Needless to say, Democrats and self-identified Independents account for the pro-tighter  gun sales law surge. That said, Gallup reports that “support increased even among those who say they own a handgun, from 30% in 2014 to 36% this year.” I reckon that’s because more people own handguns than ever before, generally. But it’s clear that the gun-owning anti-gunner (a.k.a., “Fudd”) is a thing. Although . . .

Results for this Gallup poll are based on telephone interviews conducted Oct. 7-11, 2015, with a random sample of 1,015 adults, aged 18 and older, living in all 50 U.S. states and the District of Columbia.

As TTAG readers constantly and rightly point out, a significant portion of telephone respondents are unlikely to “admit” to a phone survey that they own a firearm; which may account for Gallup’s claim that “Overall in the U.S., 43% say they have a gun somewhere in their household, and 28% say they personally own a gun.” See a problem there?

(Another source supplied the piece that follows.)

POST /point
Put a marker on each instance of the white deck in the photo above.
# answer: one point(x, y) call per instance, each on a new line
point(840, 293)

And there’s this: “that event [the Umpqua massacre] seems to have mainly affected Americans’ views about laws on gun sales, but not other topics relating to guns.” To wit:

The percentage of Americans who favor a law providing that only authorized persons (including the police) would be allowed to possess handguns has remained low since the 1990s. This year, 27% — near the record low — say there should be this type of ban. This trend has been generally declining since Gallup began asking this question in 1959, when 60% said such a law should exist.

So yes to guns but also yes to Universal Background Checks? We’ll see how this plays out in the presidential election cycle. Keep your powder dry.

64 Responses to Gallup: Most Americans Want Stricter Gun Laws

  1. Did the poll first weed out the people who’ve never purchased a firearm and thus have no clue about the current laws? If not, their opinions about needing “stricter firearms sales laws” are meaningless.

  2. Even if 55% of the U.S. population resided within some blue (D) hell-hole enclave, it would not represent 55% of America, or its values. Guaranteed Gallup polled heavily in the N.E./Chi-com-cago/Seattle/Hollywood.

    Gallup might have been ‘POLLd’ had they attempted to survey someplace else with that question, and the results would have to be surgically removed.

  3. It all depends on the poll question. As a general question, get more support. Ask about specific restrictions, get plummeting support. The former polls feelings; the latter polls ideas.

  4. Polls across all 50 states, with only 1000 people or so polled. In a nation our size, you should do ten times the sample size if you even want to come close to accurate.

    • Not necessarily. There are statistical formulas for determining the correct sample size, which is why there is always a confidence level associated with a poll.

      But there is still the huge issue of asking someone to evaluate strictness when having no knowledge of the laws they’re being asked about. Chip had it right.

      • Lies, damned lies and statistics. Too often when I see people using statistics I think of this phrase. “You are entitled to your opinion, but not your own facts”

  5. If only 1 person still wanted their Constitutional rights, and the rest not amended the Constitution (and really even if they had), that one person could still be within their Constitutional right to wage war on the rest for their bs. The rest better hope that one person didn’t figure out a way to do it (and are not acting pre-emptively).

  6. Having spent a summer working for a polling company, I have pretty much zero confidence in any polling. So many factors are involved, from the way the question is worded, to the time of day you call a certain time zone to how lazy the pollster is. I also don’t put much stock in a survey of 1000 people that is supposed to represent the opinion of a few hundred million.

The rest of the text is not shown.